Oxygen toxicity and restructuring of pulmonary arteries--a morphometric study. The response to 4 weeks' exposure to hyperoxia and return to breathing air.

This study describes the pulmonary vascular lesions in rat pulmonary arteries and altered right ventricular weight after 1) prolonged exposure to hyperoxia (87% O2 for 4 weeks) at ambient pressure, 2) weaning from hyperoxia to air over 7 days, and 3) return to breathing air for 2, 4, or 8 weeks. Hyperoxia for 28 days narrows the lumen of intraacinar and preacinar arteries, increasing the percent medial thickness (%MT) by reducing the external diameter and thickening medial muscle. The ratio of patent intraacinar arteries to alveoli is significantly reduced, and pulmonary vascular obstruction and obliteration is evident by electron microscopy.
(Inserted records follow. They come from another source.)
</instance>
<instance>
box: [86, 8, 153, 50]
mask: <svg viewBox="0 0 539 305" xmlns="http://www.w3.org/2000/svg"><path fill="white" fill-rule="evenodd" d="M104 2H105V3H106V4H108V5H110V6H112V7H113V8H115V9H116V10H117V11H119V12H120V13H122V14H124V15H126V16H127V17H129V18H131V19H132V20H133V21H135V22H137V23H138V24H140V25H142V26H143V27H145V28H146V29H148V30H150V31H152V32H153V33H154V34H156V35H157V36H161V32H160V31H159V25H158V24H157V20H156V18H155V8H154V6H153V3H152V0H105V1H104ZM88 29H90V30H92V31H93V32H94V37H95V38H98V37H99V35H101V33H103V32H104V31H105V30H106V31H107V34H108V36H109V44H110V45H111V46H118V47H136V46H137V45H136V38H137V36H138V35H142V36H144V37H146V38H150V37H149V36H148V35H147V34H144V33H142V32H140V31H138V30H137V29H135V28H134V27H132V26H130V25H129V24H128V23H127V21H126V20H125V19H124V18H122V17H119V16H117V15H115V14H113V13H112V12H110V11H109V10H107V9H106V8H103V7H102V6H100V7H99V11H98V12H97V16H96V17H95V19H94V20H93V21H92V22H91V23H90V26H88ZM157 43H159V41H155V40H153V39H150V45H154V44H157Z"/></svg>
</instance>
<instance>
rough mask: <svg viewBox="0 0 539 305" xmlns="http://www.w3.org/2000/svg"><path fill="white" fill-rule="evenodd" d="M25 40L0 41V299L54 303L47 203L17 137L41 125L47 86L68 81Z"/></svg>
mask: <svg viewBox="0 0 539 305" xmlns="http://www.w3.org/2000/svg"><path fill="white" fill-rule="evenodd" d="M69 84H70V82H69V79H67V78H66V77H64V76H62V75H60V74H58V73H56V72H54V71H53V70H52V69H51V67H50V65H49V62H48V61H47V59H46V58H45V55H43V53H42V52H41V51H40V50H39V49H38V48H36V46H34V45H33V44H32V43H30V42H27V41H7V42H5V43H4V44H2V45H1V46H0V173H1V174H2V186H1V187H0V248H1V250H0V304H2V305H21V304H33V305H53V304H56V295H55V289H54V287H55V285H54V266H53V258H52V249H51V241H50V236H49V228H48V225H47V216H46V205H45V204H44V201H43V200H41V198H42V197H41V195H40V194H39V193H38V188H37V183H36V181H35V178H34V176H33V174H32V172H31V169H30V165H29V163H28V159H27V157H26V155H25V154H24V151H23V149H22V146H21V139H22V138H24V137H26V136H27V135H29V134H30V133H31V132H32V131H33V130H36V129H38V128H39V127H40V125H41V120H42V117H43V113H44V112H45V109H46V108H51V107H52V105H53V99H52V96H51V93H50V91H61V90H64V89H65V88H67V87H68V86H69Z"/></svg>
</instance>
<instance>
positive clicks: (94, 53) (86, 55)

A higher proportion of intraacinar and preacinar arteries have muscle in their wall than in the normal lung: in alveolar wall and duct regions, the proportion of partially muscular and muscular intraacinar arteries increases at the expense of nonmuscular ones (for both regions P chi 2 less than or equal to 0.001); and in arteries associated with terminal bronchioli and bronchioli the proportion of muscular arteries increases at the expense of partially muscular ones (for both regions P chi 2 less than or equal to 0.001). Both after weaning and after return to breathing air lumen size increases; but, even after 8 weeks, the %MT remains significantly increased, and the ratio of intraacinar arteries to alveoli is less than normal. After weaning, the proportion of muscularized intraacinar and preacinar arteries is similar to that after hyperoxia. Two weeks after return to breathing air, the proportion of muscularized alveolar wall and duct arteries is greater (for both regions P chi 2 less than or equal to 0.001). Even 8 weeks after return to breathing air more arteries are muscularized than normal (for both alveolar wall and duct regions P chi 2 less than or equal to 0.001), and within the alveolar wall still more are muscularized than after hyperoxia (P chi 2 less than or equal to 0.001). Hyperoxia causes right ventricular hypertrophy, reducing the ratio of the weight of the left ventricle and septum to that of the right ventricle (P chi 2 less than or equal to 0.001). Weaning further increases the hypertrophy, the ratio being further reduced (P chi 2 less than or equal to 0.001, compared with both hyperoxia and control values). On return to breathing air the degree of hypertrophy is less, but it persists, and even after 8 weeks the ratio is still less than normal (P chi 2 less than or equal to 0.01).